In this project, I studied how the interprocessor communication systems of the 4.3 BSD UNIX OS, the Amoeba distributed OS and the V kernel could be implemented on Nectar. UNIX is a standard and widely used OS, while Amoeba and the V kernel are operating systems with fast communication protocols. Note that the interprocessor communication in Amoeba is based on the client/server model. In this study, I learned how to ``off-load'' protocols such as TCP/IP to the network coprocessor CAB and the implications of doing so.
I was a member of the team building the CAB hardware. First, I implemented the functional simulator of CAB on Nectar. Since a CAB includes a Sparc CPU, I incorporated the Sparc functional simulator (obtained from Sun Microsystems) into my functional simulator. In addition, I wrote about 70 diagnostic programs to detect the correctness of the CAB hardware by checking the consistency between the CAB functional simulator and the CAB logical simulator.

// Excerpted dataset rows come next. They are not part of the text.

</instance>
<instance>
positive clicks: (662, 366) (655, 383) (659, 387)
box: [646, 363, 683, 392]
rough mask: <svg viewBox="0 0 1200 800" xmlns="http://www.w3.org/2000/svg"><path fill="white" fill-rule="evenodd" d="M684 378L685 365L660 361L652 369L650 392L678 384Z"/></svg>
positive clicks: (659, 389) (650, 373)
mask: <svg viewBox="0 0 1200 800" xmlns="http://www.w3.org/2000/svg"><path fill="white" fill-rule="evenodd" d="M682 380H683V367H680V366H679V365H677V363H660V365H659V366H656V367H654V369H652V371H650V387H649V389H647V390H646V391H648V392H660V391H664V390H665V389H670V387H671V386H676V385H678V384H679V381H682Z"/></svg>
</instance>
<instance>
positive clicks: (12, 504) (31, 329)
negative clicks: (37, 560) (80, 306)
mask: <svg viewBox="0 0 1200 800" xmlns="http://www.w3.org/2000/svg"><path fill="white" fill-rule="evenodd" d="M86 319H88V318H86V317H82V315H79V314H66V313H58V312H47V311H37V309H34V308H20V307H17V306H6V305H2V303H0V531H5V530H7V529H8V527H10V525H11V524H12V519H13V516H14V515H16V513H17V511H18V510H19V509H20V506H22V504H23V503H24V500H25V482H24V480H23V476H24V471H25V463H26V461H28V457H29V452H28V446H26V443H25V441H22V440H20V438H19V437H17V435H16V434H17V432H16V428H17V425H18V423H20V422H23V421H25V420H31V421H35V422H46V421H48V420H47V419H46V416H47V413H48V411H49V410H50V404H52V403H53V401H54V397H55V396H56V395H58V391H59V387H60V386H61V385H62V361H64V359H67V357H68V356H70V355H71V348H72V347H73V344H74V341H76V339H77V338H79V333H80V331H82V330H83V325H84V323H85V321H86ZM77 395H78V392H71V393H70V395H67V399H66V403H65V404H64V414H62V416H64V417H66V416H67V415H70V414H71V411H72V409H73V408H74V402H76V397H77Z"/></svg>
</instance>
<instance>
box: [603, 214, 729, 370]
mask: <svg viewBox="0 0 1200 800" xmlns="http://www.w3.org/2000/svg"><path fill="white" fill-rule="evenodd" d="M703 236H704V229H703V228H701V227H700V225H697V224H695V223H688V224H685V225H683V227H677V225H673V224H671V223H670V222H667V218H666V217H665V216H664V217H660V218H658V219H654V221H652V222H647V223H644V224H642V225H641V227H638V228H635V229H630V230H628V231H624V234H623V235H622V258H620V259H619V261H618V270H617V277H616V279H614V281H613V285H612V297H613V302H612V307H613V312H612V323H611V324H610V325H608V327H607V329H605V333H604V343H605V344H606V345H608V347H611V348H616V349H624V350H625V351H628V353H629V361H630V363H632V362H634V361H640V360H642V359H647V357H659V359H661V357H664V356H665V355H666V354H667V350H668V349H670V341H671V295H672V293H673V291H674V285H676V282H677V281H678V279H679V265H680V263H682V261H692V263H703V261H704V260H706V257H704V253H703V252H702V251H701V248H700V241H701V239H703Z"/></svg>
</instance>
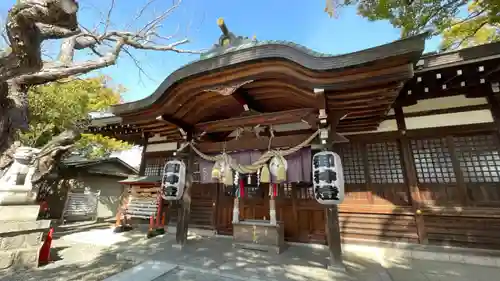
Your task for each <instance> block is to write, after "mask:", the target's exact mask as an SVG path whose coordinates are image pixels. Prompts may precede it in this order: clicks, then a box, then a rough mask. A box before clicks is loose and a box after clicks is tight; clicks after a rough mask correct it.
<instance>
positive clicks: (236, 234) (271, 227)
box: [233, 220, 286, 254]
mask: <svg viewBox="0 0 500 281" xmlns="http://www.w3.org/2000/svg"><path fill="white" fill-rule="evenodd" d="M284 236H285V235H284V227H283V223H282V222H277V224H275V225H274V224H271V223H270V222H269V221H261V220H244V221H240V222H238V223H236V224H234V223H233V246H234V247H237V248H244V249H252V250H258V251H270V252H276V253H277V254H280V253H282V252H283V250H284V249H285V248H286V243H285V238H284Z"/></svg>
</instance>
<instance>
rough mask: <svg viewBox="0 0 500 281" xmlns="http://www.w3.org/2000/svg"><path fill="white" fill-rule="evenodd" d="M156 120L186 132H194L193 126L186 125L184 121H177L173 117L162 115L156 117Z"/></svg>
mask: <svg viewBox="0 0 500 281" xmlns="http://www.w3.org/2000/svg"><path fill="white" fill-rule="evenodd" d="M156 120H158V121H164V122H166V123H168V124H170V125H174V126H176V127H177V128H181V129H183V130H184V131H185V132H192V131H193V126H192V125H189V124H187V123H185V122H184V121H182V120H177V119H175V118H173V117H170V116H167V115H160V116H158V117H156Z"/></svg>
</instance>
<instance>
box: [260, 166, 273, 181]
mask: <svg viewBox="0 0 500 281" xmlns="http://www.w3.org/2000/svg"><path fill="white" fill-rule="evenodd" d="M269 173H270V172H269V167H267V165H264V166H262V169H261V170H260V175H259V176H260V177H259V181H260V182H261V183H270V182H271V175H270V174H269Z"/></svg>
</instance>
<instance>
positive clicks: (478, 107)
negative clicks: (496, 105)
mask: <svg viewBox="0 0 500 281" xmlns="http://www.w3.org/2000/svg"><path fill="white" fill-rule="evenodd" d="M489 108H490V105H488V104H476V105H467V106H460V107H451V108H440V109H431V110H424V111H418V112H408V113H405V114H404V117H405V118H410V117H422V116H430V115H438V114H447V113H459V112H467V111H474V110H483V109H489ZM384 119H385V120H391V119H396V115H389V116H386V117H385V118H384Z"/></svg>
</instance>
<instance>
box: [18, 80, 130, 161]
mask: <svg viewBox="0 0 500 281" xmlns="http://www.w3.org/2000/svg"><path fill="white" fill-rule="evenodd" d="M121 92H123V88H120V87H119V88H113V87H110V86H109V78H107V77H104V76H99V77H95V78H87V79H74V80H68V81H60V82H53V83H48V84H45V85H40V86H35V87H32V88H31V89H30V90H29V92H28V98H29V114H30V119H29V120H30V124H29V127H30V129H29V131H27V132H23V133H20V134H19V139H20V141H21V143H22V144H23V145H27V146H34V147H42V146H43V145H45V144H46V143H47V142H48V141H50V140H51V139H52V137H54V136H56V135H57V134H59V133H60V132H62V131H64V129H66V128H68V127H69V126H71V125H72V124H75V122H76V121H77V120H82V119H85V118H87V116H88V114H89V112H92V111H99V110H103V109H105V108H107V107H108V106H110V105H113V104H117V103H119V102H120V93H121ZM130 147H131V146H130V145H129V144H128V143H125V142H122V141H119V140H116V139H113V138H109V137H104V136H102V135H94V134H82V138H81V140H80V141H79V142H78V143H76V144H75V148H76V149H77V150H78V152H80V153H81V154H82V156H85V157H88V158H99V157H105V156H109V154H111V153H112V152H113V151H120V150H124V149H129V148H130Z"/></svg>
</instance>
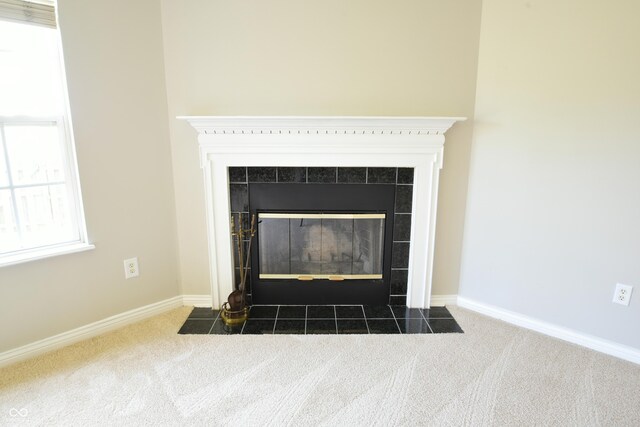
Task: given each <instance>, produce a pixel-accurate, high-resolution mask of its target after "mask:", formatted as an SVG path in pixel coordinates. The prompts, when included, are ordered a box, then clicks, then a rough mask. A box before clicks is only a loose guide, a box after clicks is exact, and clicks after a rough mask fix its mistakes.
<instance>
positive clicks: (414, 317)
mask: <svg viewBox="0 0 640 427" xmlns="http://www.w3.org/2000/svg"><path fill="white" fill-rule="evenodd" d="M391 310H393V315H394V316H395V317H396V319H423V318H424V317H423V316H422V310H420V309H419V308H409V307H405V306H403V305H394V306H392V307H391Z"/></svg>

This experience greatly enhanced my knowledge of Nectar hardware (CAB) and hardware/software interface, thus enabling me to study threads and interprocessor communication on Nectar (see preceding paragraphs).
Apply is a specialized programming language for low-level vision operations. I implemented the compiler to generate code on Warp by using the lex/yacc packages and the Lisp language. I also successfully developed an efficient algorithm, called cyclic scroll buffering, for Apply. The algorithm is very efficient, but hard to be written without the help of compiler. Interestingly, researchers in the Robotics Institute, at CMU, found that the performance of the compiled code are about 2-3 times faster than those of their hand-written code. As far as I know, this technique has been widely used in low-level vision programmers. I was also motivated to work on the parallel/distributed computing paradigm, from this point on.

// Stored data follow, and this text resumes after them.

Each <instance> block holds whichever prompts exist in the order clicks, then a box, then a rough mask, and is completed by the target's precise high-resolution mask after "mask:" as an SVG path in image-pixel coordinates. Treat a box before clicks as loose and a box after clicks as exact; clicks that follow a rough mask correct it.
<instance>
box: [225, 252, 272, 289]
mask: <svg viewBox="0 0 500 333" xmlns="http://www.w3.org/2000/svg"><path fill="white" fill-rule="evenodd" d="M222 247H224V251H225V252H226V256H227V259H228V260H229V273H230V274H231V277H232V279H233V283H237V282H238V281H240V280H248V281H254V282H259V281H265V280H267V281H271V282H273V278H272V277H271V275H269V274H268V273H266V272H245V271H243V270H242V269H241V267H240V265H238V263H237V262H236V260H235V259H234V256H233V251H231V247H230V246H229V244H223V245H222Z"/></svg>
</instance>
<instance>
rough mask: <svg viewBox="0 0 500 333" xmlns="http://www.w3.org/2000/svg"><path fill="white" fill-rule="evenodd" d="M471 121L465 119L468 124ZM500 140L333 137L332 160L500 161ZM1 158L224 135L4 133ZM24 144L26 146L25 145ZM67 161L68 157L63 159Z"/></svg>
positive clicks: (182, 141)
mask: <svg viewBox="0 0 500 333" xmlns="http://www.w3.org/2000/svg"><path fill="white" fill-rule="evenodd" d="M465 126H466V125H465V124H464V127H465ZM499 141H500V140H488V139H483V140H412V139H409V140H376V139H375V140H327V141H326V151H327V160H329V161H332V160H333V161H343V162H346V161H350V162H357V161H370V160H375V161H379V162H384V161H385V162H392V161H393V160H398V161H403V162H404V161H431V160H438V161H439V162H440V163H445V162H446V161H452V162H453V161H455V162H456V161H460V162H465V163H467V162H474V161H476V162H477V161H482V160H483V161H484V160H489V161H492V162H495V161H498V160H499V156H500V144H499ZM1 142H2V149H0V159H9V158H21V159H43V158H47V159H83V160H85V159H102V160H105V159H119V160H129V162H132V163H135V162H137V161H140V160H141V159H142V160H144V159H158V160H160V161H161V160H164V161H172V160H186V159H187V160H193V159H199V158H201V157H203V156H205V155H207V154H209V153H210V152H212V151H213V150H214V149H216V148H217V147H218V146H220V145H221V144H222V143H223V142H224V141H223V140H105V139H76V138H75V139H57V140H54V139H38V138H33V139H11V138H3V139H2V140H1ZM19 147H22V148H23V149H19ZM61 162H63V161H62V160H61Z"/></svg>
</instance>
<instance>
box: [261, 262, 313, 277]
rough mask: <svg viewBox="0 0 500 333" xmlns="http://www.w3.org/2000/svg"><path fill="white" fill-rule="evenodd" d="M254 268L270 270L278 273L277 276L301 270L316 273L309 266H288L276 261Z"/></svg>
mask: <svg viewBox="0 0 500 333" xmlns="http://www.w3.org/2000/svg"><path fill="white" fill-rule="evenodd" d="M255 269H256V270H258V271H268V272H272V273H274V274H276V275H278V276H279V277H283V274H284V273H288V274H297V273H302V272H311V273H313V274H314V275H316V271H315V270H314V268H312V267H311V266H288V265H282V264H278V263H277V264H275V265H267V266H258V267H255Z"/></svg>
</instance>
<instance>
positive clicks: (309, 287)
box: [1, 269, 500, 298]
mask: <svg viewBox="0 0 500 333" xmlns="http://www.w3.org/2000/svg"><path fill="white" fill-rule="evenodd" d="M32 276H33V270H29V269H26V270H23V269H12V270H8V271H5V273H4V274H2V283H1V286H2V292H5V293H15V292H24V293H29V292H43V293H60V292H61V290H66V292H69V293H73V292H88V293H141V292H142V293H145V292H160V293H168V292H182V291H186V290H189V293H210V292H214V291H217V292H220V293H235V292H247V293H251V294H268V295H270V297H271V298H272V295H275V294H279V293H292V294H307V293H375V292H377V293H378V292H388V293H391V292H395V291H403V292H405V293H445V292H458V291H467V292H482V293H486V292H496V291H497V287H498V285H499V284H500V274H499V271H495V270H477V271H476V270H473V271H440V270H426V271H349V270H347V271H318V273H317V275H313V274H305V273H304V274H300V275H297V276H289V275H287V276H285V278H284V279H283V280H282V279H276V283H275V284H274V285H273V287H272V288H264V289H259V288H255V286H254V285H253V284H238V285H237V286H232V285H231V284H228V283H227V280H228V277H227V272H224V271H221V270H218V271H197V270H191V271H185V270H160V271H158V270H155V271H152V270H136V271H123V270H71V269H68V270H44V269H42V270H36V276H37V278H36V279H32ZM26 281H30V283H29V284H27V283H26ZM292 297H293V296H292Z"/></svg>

Warp was a participant in the DARPA Architecture Workshop Benchmark Study, which compared performance of various architectures for image processing. I implemented the graph matching problem, one of the benchmarks. Since the problem was too large and too complicated for Warp, it was almost impossible to implement it on Warp, especially without debugging tools. However, I noticed that my sequential program on a Sun3 workstation already outperformed other participants because I devised a new pruning technique for the graph matching problem. This work provided us with one good reason to build a network-based multicomputer, i.e., the current Nectar system (which I helped to build later).
I proposed a generic method to obtain the area-time tradeoffs for a class of problems, e.g., matrix multiplication, sorting, and convolution.
I proposed a new transformation technique which the designers can use to simplify their design. I also designed some efficient systolic arrays for integer multiplication, and matrix multiplication.